Recent stories of Jim McDaid’s resignation and the holding of the Donegal South West by-election eclipsed reports that Government tax and spending figures are on target, that the number of people signing on had fallen for the second month in a row and that Nama was already returning a small profit.
 
The public and media mood is understandably still in the zone when it is more attuned to bad news than good – as if good news stories might be illusory and not really believed – just yet.
 
I say “understandable” as it is difficult for someone to accept statistics or figures which do not accord with their own personal experience.  
 
This should not dissuade us though from pointing out the good news and putting our situation in a proper context. That certainly appears to be the ambition and theme of webpages and sites like www.youtube.com/IBECInformation, www.irishrecovery.com and others who are at trying to restore a sense of confidence – both at here and abroad.  Whatever the source; the bottom line is that we can and will get through these difficulties.
 
This is not a message you will get from Michael Clifford. For the vast majority of you who have no idea who he is; I should explain that he is the Sunday Tribune’s lead columnist. As I understand one of the reasons newspapers employ lead columnists are employed by papers is to attract additional readers. Clifford’s success in that area may explain why the Tribune now only marginally outsells Ireland’s Own.
 
I mention him as a recent appearance by me on TV3’s Vincent Browne show provoked him into a characteristically snide and bitchy outburst. A bit rich, I thought, when his own stints on that show can be described as underwhelming at best – and he was just there to comment, not defend or debate.
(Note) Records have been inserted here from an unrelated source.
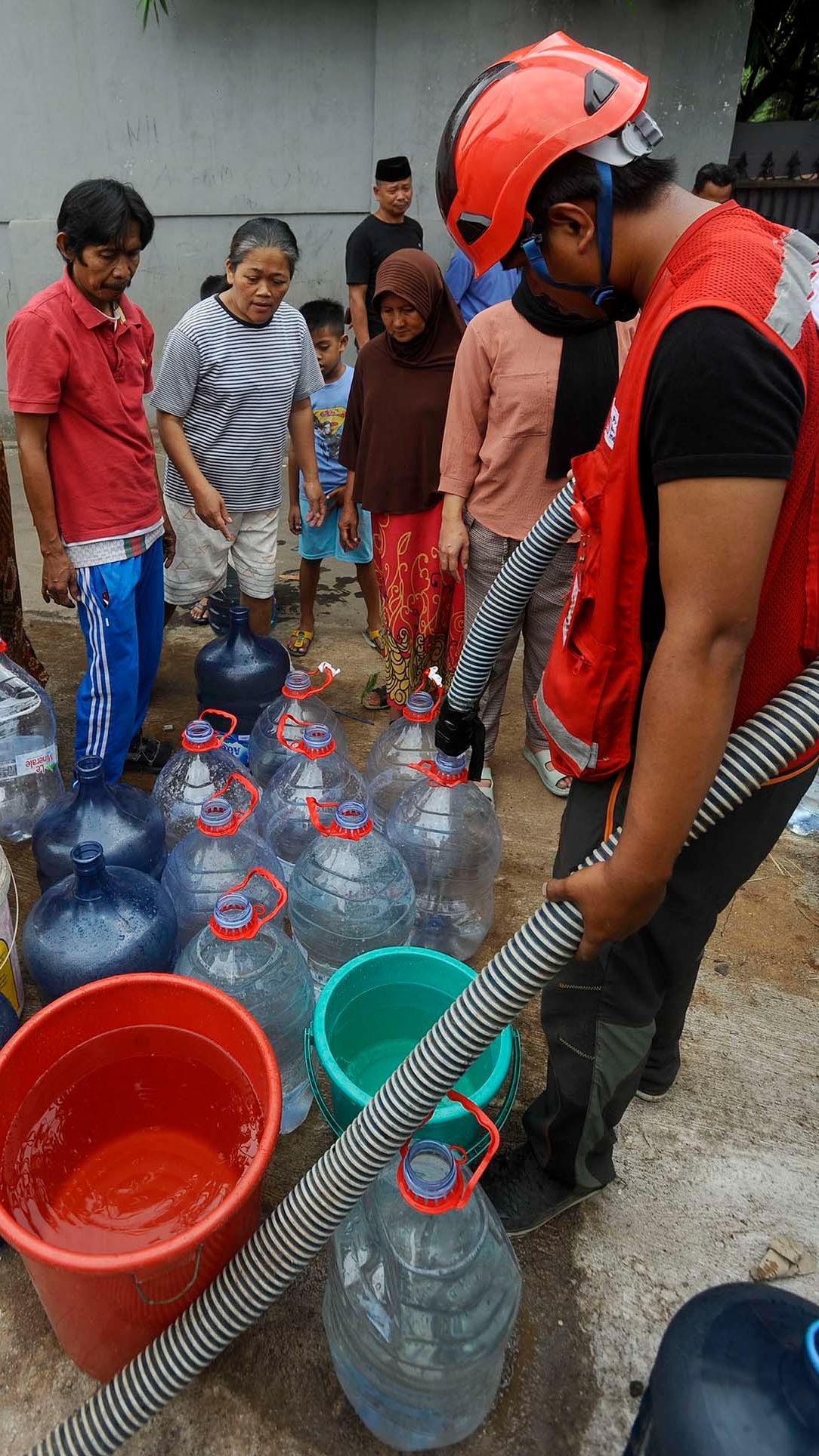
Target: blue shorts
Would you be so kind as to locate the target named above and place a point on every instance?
(317, 542)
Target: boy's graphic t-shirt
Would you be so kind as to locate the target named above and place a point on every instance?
(329, 409)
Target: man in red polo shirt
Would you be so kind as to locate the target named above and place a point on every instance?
(79, 364)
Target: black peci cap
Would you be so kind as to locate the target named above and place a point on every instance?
(392, 169)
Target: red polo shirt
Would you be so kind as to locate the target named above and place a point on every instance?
(69, 362)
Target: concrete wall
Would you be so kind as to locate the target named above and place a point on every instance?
(241, 106)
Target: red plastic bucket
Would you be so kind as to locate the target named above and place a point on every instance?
(105, 1308)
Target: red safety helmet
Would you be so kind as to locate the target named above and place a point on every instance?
(516, 120)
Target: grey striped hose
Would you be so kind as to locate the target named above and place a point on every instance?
(299, 1228)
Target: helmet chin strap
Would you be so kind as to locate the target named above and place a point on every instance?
(602, 292)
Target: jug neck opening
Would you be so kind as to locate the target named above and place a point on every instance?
(88, 862)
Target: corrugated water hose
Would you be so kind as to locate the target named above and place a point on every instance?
(299, 1228)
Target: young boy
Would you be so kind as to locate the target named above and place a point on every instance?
(326, 322)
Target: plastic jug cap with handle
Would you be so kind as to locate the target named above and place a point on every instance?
(430, 1175)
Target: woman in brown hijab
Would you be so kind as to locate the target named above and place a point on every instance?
(391, 447)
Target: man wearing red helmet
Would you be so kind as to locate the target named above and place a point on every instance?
(696, 596)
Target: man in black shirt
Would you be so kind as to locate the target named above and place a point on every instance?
(382, 233)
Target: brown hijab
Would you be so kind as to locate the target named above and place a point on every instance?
(417, 279)
(397, 409)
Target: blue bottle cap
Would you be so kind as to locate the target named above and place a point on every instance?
(199, 731)
(233, 912)
(351, 814)
(430, 1170)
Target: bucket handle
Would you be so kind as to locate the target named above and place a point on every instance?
(171, 1299)
(477, 1148)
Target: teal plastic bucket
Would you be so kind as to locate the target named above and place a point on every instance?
(368, 1020)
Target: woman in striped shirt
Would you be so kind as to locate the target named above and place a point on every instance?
(236, 375)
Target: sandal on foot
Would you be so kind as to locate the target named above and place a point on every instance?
(373, 638)
(299, 644)
(552, 778)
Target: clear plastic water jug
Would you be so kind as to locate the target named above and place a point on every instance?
(210, 859)
(29, 773)
(411, 737)
(267, 751)
(241, 673)
(315, 770)
(246, 954)
(422, 1297)
(124, 820)
(199, 770)
(737, 1374)
(102, 921)
(350, 891)
(450, 836)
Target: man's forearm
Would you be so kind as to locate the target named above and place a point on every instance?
(685, 720)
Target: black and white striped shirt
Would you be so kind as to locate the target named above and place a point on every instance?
(232, 384)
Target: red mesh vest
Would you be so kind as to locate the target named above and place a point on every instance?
(586, 704)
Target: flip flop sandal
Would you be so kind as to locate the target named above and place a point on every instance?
(552, 778)
(373, 638)
(299, 644)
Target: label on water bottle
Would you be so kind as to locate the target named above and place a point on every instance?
(238, 745)
(40, 760)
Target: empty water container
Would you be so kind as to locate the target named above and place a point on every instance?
(244, 954)
(124, 820)
(411, 737)
(210, 859)
(241, 673)
(422, 1299)
(737, 1374)
(29, 775)
(267, 751)
(350, 891)
(101, 921)
(315, 770)
(199, 770)
(450, 836)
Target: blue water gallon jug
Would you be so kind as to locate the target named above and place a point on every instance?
(29, 775)
(409, 740)
(737, 1374)
(350, 891)
(315, 769)
(101, 921)
(212, 858)
(241, 673)
(9, 1021)
(246, 954)
(196, 773)
(299, 705)
(124, 820)
(450, 836)
(422, 1297)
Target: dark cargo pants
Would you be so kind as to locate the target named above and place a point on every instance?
(615, 1023)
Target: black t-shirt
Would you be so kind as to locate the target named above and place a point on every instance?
(720, 401)
(368, 246)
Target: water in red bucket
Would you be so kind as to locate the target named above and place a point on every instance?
(119, 1148)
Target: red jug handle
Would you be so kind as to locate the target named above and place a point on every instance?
(334, 830)
(298, 695)
(260, 918)
(459, 1195)
(299, 748)
(199, 748)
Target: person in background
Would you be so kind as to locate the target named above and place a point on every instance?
(391, 449)
(379, 235)
(79, 364)
(326, 323)
(532, 387)
(715, 182)
(474, 295)
(236, 373)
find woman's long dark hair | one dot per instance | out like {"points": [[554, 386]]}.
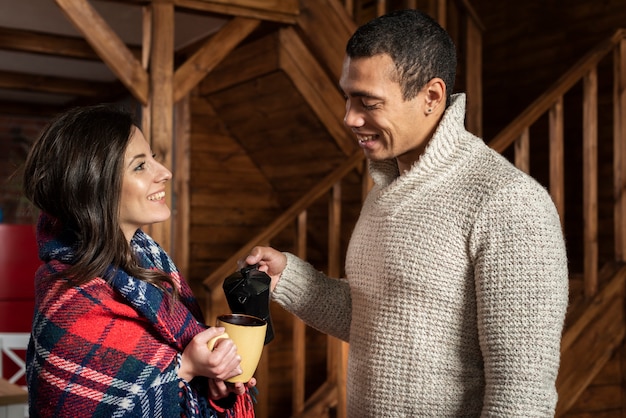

My appearance seemed mostly to bother him as I was there to support and explain the government’s policies. Clifford has a particular antipathy to Fianna Fáil and all its works and pomps, though he neglects to mention his family’s strong FF connections – something that certainly didn’t do them any harm. 
 
When it comes to futile negativism, he does, however, come a poor second to the crypto republican councillor who threw paint at Mary Harney.
 
No doubt little Miss Eirigi is going about telling the people of Ballyfermot that her “direct action” was all for them – like hell it was. It had nothing to with their plight and had everything to do with getting her name in the papers, a feat she seems incapable of achieving by anything she has done on Dublin City Council.
 
For the first time I can feel sympathy for Sinn Féin. They were the gullible ones who not only made her a canvas leader for Aengus Ó Snodaigh but then worked to get her on the Council only to find she was a viper in the nest who renounced them barely a month after the last locals.
 
The one thing I can deduce from her actions is that she is a downright hypocrite. Why? She wants people to think that if she was minister she would tell the people from whom we borrowed almost €20 billion this year that she will continue to spend their money as she likes and they will just have to cough up more when she wants it.
 
I suppose it is just possible that she believes her blackguardism will have the same impact on the international markets as the men in berets had on the terrified bank clerks they attacked and robbed during their “struggle”. If so, then the charge of blatant hypocrite can be reduced to one of stupidity.
 
The only question remaining is if little Miss Eirigi is prepared to recognise the court of public opinion?